La sintesi della storia è che proprio l’eccessivo numero di punti di distribuzione nel nostro paese rende molto risicati i margini di guadagno anche se, ovviamente, dipende dalle zone. Il calcolo, però, potrebbe risultare approssimato per difetto perché esistono ben 3.000 distributori “fantasma”, di cui cioè non si conosce l’ubicazione o che sono inattivi, e che però vengono conteggiati quando si calcolano gli introiti dei benzinai. Va detto, comunque, che questi ultimi ricevono una quota fissa che non supera i 4 centesimi al litro mentre la restante parte degli introiti delle pompe se la dividono i produttori di carburante e lo stato in termini di tasse. Il forte malumore suscitato dalla riforma targata Mimit, e di cui il ministro Adolfo Urso è grande sostenitore, ha fatto sì che l’esame del Ddl da parte del Consiglio dei ministri fosse rinviato e che si aprisse uno spiraglio per riprendere il confronto tra le parti che era stato interrotto. Ora, quello che pensano i sindacati di categoria è che il Mimit sia troppo “amico” dei petrolieri e poco vicino all’anello debole della filiera, cioè distributori e lavoratori, il che è tutto da verificare, anche se non è difficile immaginare che società come Eni, Q8, Total, Italiana Petroli, le principali che operano nel paese, facciano sentire il proprio peso (Eni, poi, è direttamente controllata dallo stato) nel momento in cui si mette mano a una rivisitazione del settore che può avere dirette conseguenze sul loro business e sull’organizzazione delle reti di distribuzione. Ma è anche vero che dovrebbe essere interesse dei produttori trovare un assetto efficiente, che vuol dire anche non affamare i benzinai. 

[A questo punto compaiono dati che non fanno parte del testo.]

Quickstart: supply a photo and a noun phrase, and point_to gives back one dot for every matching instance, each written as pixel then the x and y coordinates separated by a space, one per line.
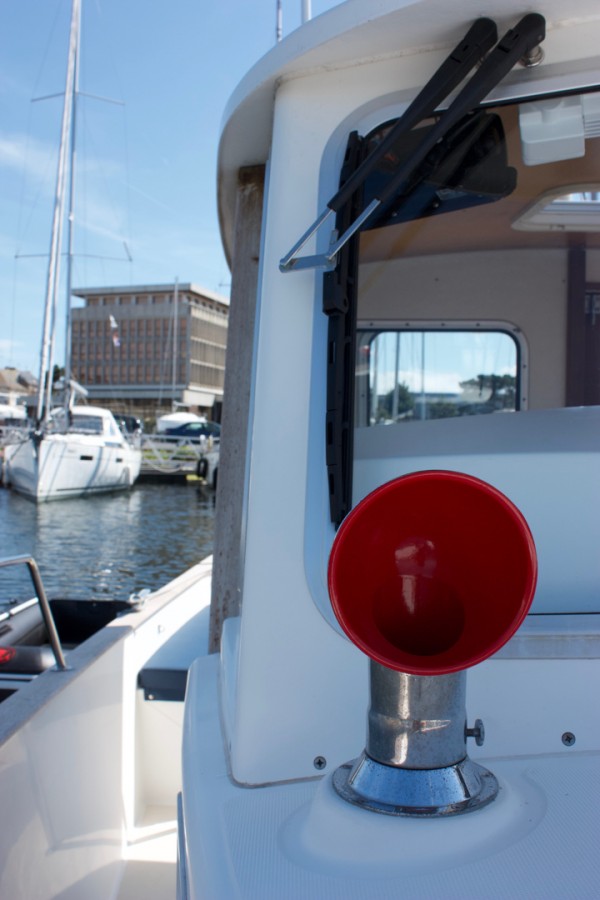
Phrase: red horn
pixel 432 572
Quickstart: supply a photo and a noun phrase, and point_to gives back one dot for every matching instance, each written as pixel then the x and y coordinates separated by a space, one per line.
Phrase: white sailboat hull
pixel 71 465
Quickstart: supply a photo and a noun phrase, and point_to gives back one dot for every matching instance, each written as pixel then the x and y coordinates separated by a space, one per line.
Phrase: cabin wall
pixel 293 688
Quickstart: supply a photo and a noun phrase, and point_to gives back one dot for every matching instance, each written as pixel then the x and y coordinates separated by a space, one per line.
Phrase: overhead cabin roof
pixel 356 32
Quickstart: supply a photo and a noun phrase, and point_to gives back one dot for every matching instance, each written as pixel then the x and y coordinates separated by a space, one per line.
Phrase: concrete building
pixel 146 347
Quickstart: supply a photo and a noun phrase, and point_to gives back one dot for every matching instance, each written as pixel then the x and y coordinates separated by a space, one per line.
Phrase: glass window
pixel 412 375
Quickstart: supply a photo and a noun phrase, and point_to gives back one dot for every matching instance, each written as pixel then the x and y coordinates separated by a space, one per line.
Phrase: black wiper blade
pixel 478 40
pixel 517 43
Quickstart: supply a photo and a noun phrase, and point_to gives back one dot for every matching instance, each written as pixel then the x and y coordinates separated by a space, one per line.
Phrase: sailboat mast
pixel 52 279
pixel 175 335
pixel 71 219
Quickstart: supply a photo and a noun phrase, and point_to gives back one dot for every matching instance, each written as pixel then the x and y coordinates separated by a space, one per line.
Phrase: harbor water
pixel 107 546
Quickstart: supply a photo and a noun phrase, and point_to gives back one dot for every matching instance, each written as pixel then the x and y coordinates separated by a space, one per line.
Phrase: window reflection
pixel 413 375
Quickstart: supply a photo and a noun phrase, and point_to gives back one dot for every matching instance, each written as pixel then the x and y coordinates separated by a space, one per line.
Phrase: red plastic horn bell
pixel 432 572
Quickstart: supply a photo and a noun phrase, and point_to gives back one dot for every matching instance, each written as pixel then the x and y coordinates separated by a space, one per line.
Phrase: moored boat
pixel 87 455
pixel 408 489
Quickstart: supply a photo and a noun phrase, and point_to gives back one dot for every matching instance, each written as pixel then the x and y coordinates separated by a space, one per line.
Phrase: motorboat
pixel 391 692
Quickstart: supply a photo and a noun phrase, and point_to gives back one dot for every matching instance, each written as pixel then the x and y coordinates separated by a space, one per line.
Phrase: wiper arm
pixel 517 43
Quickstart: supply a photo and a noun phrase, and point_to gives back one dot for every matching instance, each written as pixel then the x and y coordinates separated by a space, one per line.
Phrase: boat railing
pixel 42 599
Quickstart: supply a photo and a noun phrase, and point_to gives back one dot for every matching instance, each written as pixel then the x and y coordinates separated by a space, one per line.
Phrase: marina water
pixel 107 546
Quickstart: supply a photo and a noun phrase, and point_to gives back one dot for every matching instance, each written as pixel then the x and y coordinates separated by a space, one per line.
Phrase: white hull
pixel 91 770
pixel 311 648
pixel 71 465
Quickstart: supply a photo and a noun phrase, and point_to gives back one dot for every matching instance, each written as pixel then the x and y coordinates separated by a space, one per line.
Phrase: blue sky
pixel 146 168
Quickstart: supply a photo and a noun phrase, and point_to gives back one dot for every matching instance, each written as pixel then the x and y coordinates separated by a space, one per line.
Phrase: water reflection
pixel 106 546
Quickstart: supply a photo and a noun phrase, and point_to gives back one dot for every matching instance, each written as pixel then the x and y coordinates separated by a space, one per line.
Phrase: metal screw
pixel 533 58
pixel 478 732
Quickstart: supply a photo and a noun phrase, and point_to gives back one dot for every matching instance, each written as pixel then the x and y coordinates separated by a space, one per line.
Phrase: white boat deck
pixel 151 868
pixel 301 840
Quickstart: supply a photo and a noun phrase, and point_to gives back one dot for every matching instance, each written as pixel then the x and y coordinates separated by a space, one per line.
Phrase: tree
pixel 405 403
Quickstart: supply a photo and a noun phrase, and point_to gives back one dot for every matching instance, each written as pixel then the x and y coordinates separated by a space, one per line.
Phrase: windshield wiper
pixel 517 43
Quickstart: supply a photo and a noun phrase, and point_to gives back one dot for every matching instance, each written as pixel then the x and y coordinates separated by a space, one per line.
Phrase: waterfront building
pixel 146 348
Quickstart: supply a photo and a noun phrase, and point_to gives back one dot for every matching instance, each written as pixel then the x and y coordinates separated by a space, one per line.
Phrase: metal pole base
pixel 460 788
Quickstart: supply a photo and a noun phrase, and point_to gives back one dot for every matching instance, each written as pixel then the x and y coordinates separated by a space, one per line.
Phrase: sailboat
pixel 392 693
pixel 75 450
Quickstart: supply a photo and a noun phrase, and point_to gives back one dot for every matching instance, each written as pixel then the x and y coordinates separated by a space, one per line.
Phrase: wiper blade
pixel 517 43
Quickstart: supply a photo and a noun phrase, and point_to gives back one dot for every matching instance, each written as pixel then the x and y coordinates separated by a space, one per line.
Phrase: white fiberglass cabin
pixel 443 316
pixel 89 455
pixel 408 489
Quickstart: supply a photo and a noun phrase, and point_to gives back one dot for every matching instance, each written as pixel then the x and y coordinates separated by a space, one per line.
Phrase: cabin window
pixel 413 374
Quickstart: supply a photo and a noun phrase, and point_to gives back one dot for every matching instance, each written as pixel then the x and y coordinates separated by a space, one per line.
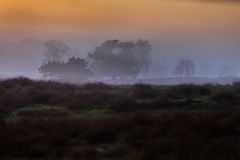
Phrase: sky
pixel 135 17
pixel 176 29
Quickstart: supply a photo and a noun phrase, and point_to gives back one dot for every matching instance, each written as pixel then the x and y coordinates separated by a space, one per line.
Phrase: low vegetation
pixel 50 120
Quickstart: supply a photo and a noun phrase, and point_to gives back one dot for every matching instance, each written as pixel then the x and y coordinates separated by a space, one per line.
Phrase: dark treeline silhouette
pixel 185 68
pixel 113 59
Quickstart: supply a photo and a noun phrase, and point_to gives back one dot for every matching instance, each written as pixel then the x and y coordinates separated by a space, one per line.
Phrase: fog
pixel 22 56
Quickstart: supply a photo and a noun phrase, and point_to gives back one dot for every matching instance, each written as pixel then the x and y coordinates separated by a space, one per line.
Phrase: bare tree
pixel 116 59
pixel 74 70
pixel 185 68
pixel 55 50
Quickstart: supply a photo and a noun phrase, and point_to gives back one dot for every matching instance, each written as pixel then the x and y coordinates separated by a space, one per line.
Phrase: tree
pixel 116 59
pixel 55 50
pixel 185 68
pixel 75 70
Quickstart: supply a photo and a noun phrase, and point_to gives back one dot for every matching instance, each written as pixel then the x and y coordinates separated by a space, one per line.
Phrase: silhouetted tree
pixel 54 50
pixel 117 59
pixel 185 68
pixel 75 70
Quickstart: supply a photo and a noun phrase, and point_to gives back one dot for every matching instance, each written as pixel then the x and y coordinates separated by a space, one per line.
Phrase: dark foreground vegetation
pixel 49 120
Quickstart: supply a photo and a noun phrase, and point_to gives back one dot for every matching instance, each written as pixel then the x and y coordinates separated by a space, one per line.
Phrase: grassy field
pixel 42 120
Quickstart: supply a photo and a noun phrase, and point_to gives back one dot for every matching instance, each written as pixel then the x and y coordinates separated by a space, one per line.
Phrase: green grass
pixel 92 113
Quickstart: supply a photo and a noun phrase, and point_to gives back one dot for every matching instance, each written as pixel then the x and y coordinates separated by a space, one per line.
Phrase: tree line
pixel 112 59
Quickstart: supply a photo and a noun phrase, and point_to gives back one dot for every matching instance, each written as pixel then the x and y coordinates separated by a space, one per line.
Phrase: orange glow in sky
pixel 122 16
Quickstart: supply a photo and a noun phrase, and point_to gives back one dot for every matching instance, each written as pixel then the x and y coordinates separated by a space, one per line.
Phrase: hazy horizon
pixel 207 32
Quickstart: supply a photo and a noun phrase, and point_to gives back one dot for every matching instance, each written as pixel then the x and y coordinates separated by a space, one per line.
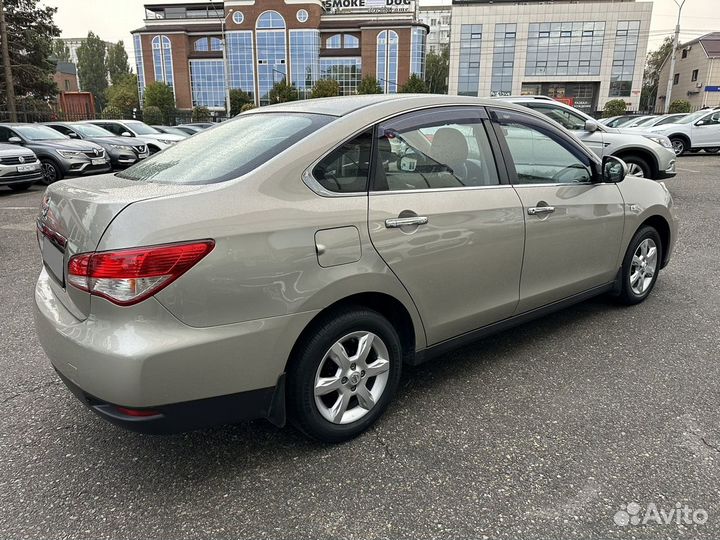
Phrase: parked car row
pixel 48 152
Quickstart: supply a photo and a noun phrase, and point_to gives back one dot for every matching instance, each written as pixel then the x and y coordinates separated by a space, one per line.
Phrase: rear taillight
pixel 128 276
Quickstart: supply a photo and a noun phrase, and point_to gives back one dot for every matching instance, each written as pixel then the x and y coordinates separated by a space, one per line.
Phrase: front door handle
pixel 394 223
pixel 535 210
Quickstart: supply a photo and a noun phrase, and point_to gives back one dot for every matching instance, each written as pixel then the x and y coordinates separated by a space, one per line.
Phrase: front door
pixel 444 222
pixel 574 226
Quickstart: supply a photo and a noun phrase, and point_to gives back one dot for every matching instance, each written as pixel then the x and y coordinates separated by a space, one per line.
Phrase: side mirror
pixel 614 170
pixel 591 126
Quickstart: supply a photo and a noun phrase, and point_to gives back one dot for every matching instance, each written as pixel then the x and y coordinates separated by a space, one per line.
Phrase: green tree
pixel 238 98
pixel 614 107
pixel 117 63
pixel 680 105
pixel 201 114
pixel 92 69
pixel 437 68
pixel 61 50
pixel 112 113
pixel 124 94
pixel 152 114
pixel 160 95
pixel 31 30
pixel 414 85
pixel 369 85
pixel 283 92
pixel 325 88
pixel 652 85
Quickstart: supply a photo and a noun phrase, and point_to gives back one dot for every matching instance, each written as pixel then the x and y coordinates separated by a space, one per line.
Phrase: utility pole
pixel 9 84
pixel 671 77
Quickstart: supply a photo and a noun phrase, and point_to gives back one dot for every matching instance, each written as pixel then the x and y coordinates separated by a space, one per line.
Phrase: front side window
pixel 540 156
pixel 228 150
pixel 347 168
pixel 436 149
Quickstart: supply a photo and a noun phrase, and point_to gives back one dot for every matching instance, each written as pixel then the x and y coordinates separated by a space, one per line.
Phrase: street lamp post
pixel 671 77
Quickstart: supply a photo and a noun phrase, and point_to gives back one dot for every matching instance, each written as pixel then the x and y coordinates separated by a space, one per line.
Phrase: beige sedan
pixel 287 263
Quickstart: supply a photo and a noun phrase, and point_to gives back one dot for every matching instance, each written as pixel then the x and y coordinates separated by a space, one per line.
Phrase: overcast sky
pixel 113 20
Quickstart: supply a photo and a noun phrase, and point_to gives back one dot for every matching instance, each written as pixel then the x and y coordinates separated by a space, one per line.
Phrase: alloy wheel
pixel 351 377
pixel 643 266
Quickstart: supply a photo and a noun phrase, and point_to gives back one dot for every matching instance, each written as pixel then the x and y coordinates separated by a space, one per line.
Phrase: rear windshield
pixel 227 151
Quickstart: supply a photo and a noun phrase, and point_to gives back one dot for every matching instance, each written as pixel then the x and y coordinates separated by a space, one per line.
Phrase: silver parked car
pixel 289 261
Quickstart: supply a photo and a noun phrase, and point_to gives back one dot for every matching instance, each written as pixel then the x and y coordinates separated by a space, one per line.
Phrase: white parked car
pixel 697 131
pixel 154 139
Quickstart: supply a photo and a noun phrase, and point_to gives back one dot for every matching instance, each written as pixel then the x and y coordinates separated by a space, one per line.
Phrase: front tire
pixel 343 375
pixel 637 166
pixel 640 266
pixel 679 145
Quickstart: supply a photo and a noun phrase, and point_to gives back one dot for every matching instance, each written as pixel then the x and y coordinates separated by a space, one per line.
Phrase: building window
pixel 387 60
pixel 162 60
pixel 568 48
pixel 304 58
pixel 469 66
pixel 417 53
pixel 346 71
pixel 271 42
pixel 241 61
pixel 271 20
pixel 139 66
pixel 623 66
pixel 207 83
pixel 503 60
pixel 334 42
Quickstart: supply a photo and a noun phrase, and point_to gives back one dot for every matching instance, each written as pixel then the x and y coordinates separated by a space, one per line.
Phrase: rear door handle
pixel 394 223
pixel 535 210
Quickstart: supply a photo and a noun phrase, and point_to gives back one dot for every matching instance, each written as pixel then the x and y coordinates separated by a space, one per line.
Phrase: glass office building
pixel 583 52
pixel 201 51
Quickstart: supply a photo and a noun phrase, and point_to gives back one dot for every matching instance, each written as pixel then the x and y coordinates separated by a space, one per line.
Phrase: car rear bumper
pixel 143 357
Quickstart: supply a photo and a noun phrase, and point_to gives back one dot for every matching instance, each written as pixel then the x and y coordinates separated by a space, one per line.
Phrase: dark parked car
pixel 59 155
pixel 121 151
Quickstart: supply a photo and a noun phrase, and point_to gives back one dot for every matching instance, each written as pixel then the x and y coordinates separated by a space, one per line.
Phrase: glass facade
pixel 469 69
pixel 241 61
pixel 304 59
pixel 417 52
pixel 387 61
pixel 568 48
pixel 347 71
pixel 207 83
pixel 139 66
pixel 626 44
pixel 503 59
pixel 162 60
pixel 271 60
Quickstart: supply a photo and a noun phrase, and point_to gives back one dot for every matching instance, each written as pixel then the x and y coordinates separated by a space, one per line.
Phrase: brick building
pixel 258 43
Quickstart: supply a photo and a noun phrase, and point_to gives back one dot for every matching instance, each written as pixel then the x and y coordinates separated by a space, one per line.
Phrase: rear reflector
pixel 128 276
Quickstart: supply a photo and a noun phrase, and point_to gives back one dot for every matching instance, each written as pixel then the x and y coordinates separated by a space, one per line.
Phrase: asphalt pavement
pixel 596 422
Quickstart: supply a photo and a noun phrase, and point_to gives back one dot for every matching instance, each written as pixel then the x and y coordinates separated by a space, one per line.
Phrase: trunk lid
pixel 74 215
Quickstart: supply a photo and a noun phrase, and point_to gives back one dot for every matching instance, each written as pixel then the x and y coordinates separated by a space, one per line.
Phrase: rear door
pixel 574 226
pixel 445 220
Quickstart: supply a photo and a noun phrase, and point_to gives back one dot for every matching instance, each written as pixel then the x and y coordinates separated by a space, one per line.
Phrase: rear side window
pixel 227 151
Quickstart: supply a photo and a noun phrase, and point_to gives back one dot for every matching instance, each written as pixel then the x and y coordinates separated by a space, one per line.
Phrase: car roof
pixel 341 106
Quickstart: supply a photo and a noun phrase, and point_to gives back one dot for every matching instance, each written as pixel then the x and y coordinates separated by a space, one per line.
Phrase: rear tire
pixel 334 392
pixel 641 266
pixel 638 166
pixel 679 145
pixel 21 187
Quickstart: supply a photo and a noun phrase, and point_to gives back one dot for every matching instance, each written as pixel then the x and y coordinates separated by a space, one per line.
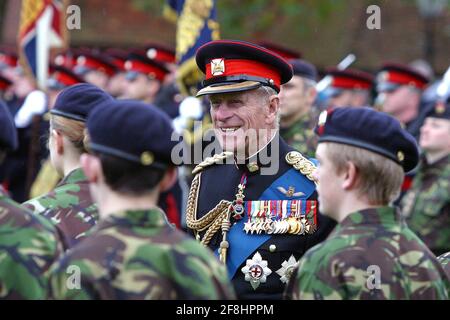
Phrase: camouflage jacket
pixel 138 255
pixel 28 246
pixel 69 206
pixel 300 135
pixel 370 255
pixel 426 207
pixel 444 259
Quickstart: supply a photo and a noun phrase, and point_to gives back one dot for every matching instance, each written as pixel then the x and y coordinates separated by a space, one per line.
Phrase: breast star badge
pixel 256 270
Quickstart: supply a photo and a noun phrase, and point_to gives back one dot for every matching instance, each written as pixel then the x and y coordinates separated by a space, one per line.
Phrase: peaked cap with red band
pixel 350 79
pixel 232 66
pixel 4 83
pixel 8 58
pixel 95 62
pixel 61 77
pixel 138 63
pixel 393 75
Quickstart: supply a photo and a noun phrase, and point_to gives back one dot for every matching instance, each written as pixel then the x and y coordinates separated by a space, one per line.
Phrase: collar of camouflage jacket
pixel 75 176
pixel 383 216
pixel 151 218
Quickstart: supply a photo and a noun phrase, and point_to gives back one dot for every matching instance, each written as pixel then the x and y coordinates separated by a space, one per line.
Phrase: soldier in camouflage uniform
pixel 28 244
pixel 133 252
pixel 426 206
pixel 371 254
pixel 298 116
pixel 69 206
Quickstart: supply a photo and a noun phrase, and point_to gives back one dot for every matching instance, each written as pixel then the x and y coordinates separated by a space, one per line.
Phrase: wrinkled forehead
pixel 242 96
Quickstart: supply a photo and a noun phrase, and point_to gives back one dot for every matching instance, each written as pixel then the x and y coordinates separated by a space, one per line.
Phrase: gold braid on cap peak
pixel 302 164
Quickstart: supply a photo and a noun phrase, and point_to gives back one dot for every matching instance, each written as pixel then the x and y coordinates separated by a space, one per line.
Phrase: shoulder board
pixel 302 164
pixel 211 160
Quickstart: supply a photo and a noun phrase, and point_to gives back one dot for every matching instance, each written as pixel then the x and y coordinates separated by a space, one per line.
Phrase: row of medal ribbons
pixel 297 217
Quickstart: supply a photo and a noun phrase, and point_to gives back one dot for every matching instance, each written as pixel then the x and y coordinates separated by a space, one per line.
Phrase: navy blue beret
pixel 75 102
pixel 440 110
pixel 303 69
pixel 8 132
pixel 133 131
pixel 371 130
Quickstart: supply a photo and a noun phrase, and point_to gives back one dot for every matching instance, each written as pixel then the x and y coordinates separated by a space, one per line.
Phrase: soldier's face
pixel 243 120
pixel 294 98
pixel 329 183
pixel 435 135
pixel 400 100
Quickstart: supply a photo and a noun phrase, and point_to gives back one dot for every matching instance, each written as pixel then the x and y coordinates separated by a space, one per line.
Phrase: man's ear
pixel 349 176
pixel 311 95
pixel 169 179
pixel 92 167
pixel 59 141
pixel 273 107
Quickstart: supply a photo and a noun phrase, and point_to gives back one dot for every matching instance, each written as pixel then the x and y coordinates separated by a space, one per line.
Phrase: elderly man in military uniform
pixel 371 254
pixel 298 115
pixel 254 204
pixel 426 206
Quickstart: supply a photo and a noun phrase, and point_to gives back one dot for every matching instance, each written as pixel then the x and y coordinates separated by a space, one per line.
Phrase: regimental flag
pixel 42 27
pixel 196 25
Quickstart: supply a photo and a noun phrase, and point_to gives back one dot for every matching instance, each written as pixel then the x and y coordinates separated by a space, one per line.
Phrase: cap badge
pixel 217 67
pixel 440 108
pixel 323 118
pixel 383 76
pixel 147 158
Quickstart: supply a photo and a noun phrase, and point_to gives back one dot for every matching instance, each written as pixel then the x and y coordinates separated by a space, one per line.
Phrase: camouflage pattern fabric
pixel 444 259
pixel 300 135
pixel 342 266
pixel 138 255
pixel 426 206
pixel 69 206
pixel 28 246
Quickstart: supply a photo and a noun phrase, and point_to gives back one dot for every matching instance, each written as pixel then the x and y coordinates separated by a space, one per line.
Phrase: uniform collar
pixel 74 176
pixel 373 216
pixel 150 218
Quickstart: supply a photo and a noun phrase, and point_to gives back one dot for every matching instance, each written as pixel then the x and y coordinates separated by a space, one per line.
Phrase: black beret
pixel 232 66
pixel 75 102
pixel 8 132
pixel 371 130
pixel 133 131
pixel 304 69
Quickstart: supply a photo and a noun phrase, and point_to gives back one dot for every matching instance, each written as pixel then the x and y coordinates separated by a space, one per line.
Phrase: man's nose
pixel 222 113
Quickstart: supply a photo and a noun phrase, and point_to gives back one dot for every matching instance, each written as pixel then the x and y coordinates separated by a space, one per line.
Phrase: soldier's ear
pixel 59 141
pixel 91 167
pixel 273 108
pixel 169 179
pixel 349 176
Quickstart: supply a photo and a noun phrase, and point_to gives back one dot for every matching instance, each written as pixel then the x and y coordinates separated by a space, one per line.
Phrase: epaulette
pixel 211 160
pixel 302 164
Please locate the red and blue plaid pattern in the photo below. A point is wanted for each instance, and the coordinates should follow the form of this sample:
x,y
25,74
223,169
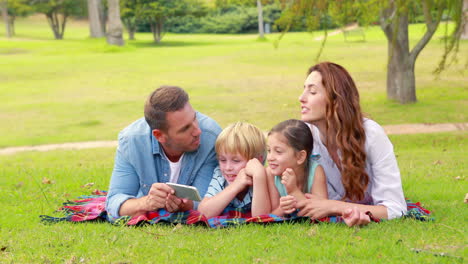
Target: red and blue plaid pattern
x,y
92,207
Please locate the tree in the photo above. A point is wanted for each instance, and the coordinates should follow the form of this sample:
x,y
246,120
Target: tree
x,y
129,18
260,19
57,13
465,20
17,8
95,26
114,30
393,18
4,7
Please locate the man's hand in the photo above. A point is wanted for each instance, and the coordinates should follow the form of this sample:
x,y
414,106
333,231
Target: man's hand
x,y
157,196
176,204
242,180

Il nodo della discussione, come spiega Sperduto, ruota attorno al cambio di regime contrattuale ipotizzato dalla riforma meloniana, cioè si passa da un contratto di affidamento di sei anni a un contratto di subappalto di cinque anni (prima della protesta erano tre) per regolare il rapporto tra compagnie petrolifere e distributori. Come effetto di questo passaggio si apre, dicono i sindacati, uno spazio eccessivo di libera contrattazione che implica di fatto la loro esclusione. Si vedrà come andranno le cose con la ripresa del confronto e la revisione del ddl che, tra l’altro, prevede la cancellazione dell’obbligo di esporre alle pompe la differenza tra prezzo self della benzina e quello servito. E questa si può tranquillamente dire che non è un’idea brillante per i cittadini.